Помимо одежки, Лапа знал толк в кухнях (и сам готовил отменно, с изъебистой шефповарской лихостью), табаках, винах, вообще алкоголе, женщинах, машинах (и менял их часто: от оригинального кургузого “мини-купера” до насекомовидного родстера “Chrysler Prowler”… – как, впрочем, и женщин), яхтах, часах и почти всей прочей глянцевожурнальной инфантильной атрибутике. За показательным исключением, например, оружия (предназначенного не для наслаждения жизнью, а для ее пресечения) – что подтверждает: не в инфантилизме было дело… И не в сибаритстве, и тем более не в накопительстве толкиеновского МУСОМА (хлама, которым человек обрастает – и к которому прирастает).
В вещах, бабах, прочих радостях плоти Глеб усматривал, видимо, просто одно из проявлений завораживающей пестроты, захватывающего многообразия бытия вообще. Он и книжки читал так же – залпом, и фильмы смотрел запоем, и с людьми знакомился взахлеб. Среди Глебовых знакомых была груда знаменитостей – но не потому вовсе, что Лапе эти знакомства льстили, или он коллекционировал звезд: его притягивала (насколько я могу судить) человеческая яркость, внутренняя состоятельность. Тем более что маргиналов и чудиков всех сортов в приятелях у него ходило ничуть не меньше.

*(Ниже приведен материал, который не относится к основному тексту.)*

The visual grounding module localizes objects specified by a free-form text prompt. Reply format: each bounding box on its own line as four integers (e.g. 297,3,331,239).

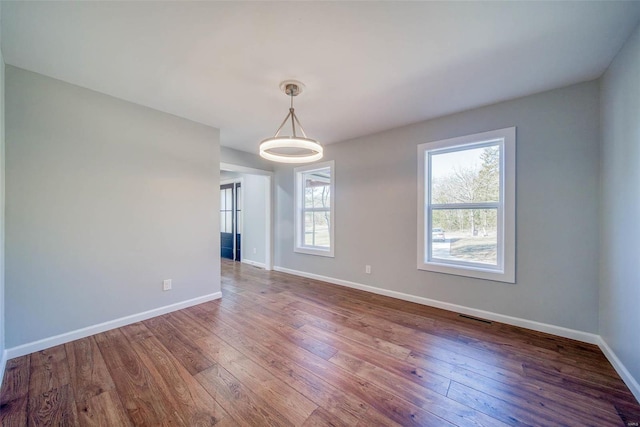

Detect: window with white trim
418,127,516,283
294,161,334,257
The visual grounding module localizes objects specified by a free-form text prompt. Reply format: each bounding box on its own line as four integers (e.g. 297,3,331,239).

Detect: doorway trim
220,162,274,270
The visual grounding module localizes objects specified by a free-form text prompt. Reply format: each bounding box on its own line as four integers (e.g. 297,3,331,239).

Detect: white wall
600,22,640,399
0,8,5,374
220,171,270,267
274,82,599,333
220,146,273,173
6,66,220,348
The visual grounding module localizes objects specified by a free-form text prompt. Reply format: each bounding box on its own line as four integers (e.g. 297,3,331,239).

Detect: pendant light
260,80,322,163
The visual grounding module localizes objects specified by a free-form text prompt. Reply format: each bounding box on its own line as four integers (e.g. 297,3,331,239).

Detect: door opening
220,182,242,261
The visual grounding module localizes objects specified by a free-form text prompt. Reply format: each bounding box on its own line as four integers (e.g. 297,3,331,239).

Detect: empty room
0,1,640,427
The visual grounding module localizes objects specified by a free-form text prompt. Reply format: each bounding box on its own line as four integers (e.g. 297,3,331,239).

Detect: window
418,127,516,283
295,161,334,257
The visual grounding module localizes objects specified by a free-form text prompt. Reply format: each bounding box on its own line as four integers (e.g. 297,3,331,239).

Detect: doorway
220,182,242,261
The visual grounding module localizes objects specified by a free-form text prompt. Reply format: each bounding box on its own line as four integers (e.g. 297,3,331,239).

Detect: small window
295,161,335,257
418,128,516,283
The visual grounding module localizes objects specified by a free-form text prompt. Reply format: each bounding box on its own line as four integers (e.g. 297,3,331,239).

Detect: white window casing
417,127,516,283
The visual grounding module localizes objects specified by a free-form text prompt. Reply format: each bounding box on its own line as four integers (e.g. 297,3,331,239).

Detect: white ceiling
1,1,640,153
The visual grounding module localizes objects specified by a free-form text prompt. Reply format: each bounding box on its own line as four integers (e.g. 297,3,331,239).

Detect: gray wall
6,66,220,347
274,82,599,333
220,171,269,264
600,27,640,383
0,18,5,362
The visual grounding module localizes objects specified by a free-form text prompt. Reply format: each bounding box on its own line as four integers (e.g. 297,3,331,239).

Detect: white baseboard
0,350,7,392
598,336,640,402
2,292,222,360
274,267,600,344
241,258,267,269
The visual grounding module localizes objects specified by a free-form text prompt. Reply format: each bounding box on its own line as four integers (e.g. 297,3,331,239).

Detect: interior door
220,184,234,259
220,182,242,261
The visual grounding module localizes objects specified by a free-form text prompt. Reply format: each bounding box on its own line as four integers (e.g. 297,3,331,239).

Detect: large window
418,128,516,283
295,161,334,257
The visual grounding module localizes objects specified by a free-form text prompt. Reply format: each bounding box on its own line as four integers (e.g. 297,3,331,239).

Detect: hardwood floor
0,261,640,426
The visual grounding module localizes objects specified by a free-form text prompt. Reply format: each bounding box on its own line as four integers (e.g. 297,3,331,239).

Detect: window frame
293,160,335,258
417,127,516,283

Подкупало в Глебе то, что его чувство к жизни смотрелось по-настоящему искренним и бескорыстным. И, что характерно, взаимным. Лапа уникален был еще и тем, что его успешность – в смысле самом прямом и грубом, социально-финансовом, – хоть и будучи благоприобретенной, не являлась результатом целенаправленного усилия. Ни деньги, ни социальное положение не были для него целью; а отсутствие каких-либо проблем как с тем, так и с другим, оказывалось не причиной этого невнимания, но каким-то парадоксальным следствием.

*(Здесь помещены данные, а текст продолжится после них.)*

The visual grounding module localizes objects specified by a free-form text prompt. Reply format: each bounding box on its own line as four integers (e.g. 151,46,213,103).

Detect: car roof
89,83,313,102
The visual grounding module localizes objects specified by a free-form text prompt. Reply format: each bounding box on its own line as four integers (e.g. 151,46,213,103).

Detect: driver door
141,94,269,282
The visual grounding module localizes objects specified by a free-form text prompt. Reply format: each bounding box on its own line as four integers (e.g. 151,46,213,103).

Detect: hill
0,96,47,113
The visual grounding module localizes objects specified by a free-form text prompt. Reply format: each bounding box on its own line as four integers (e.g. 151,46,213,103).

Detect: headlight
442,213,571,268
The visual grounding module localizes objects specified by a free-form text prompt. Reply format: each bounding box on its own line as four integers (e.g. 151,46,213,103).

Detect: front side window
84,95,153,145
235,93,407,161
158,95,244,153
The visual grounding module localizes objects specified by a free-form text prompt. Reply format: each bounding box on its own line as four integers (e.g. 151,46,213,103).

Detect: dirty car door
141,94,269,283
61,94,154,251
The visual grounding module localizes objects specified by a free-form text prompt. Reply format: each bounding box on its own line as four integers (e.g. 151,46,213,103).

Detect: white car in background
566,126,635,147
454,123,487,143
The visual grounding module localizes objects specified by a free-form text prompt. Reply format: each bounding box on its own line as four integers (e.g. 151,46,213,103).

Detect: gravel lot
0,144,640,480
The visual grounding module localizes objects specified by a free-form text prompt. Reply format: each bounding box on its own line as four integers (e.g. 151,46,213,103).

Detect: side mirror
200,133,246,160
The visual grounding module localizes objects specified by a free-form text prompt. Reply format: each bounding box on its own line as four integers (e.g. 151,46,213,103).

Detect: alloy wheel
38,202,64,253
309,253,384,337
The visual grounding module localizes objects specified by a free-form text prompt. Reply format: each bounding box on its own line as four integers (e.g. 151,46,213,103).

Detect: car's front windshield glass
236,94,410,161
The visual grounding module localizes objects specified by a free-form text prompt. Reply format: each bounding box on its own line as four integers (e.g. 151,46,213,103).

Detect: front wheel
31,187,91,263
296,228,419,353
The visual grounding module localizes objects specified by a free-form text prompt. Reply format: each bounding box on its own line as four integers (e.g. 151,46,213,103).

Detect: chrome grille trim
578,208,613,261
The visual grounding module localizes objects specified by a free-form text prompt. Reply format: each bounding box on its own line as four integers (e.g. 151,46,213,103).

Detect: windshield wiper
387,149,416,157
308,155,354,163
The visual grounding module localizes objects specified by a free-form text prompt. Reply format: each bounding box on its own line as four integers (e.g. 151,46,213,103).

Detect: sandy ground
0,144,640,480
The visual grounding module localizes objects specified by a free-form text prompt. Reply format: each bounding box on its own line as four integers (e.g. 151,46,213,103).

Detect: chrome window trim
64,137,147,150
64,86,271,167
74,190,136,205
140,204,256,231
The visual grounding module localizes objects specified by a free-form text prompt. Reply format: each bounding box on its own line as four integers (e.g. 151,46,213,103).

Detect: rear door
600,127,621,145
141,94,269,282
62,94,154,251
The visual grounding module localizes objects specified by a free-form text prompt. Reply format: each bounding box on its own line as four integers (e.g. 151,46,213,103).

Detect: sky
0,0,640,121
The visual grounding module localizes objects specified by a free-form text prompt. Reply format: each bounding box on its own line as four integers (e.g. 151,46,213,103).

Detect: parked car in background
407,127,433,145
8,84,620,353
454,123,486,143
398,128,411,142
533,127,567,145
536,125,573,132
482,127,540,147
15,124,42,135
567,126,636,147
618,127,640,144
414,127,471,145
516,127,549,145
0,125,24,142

Заниматься он мог чем угодно – создавать дизайнерское бюро или фирму видеопроката, или выступать торговым посредником, или устраивать чьи-нибудь где-нибудь гастроли, – и всегда это выходило удачным и приносило Лапе превосходящий всяческие расчеты и ожидания профит. Причем чем безответственнее он распоряжался этим профитом, тем неотвратимее и ско-ропостижнее наступала следующая пруха.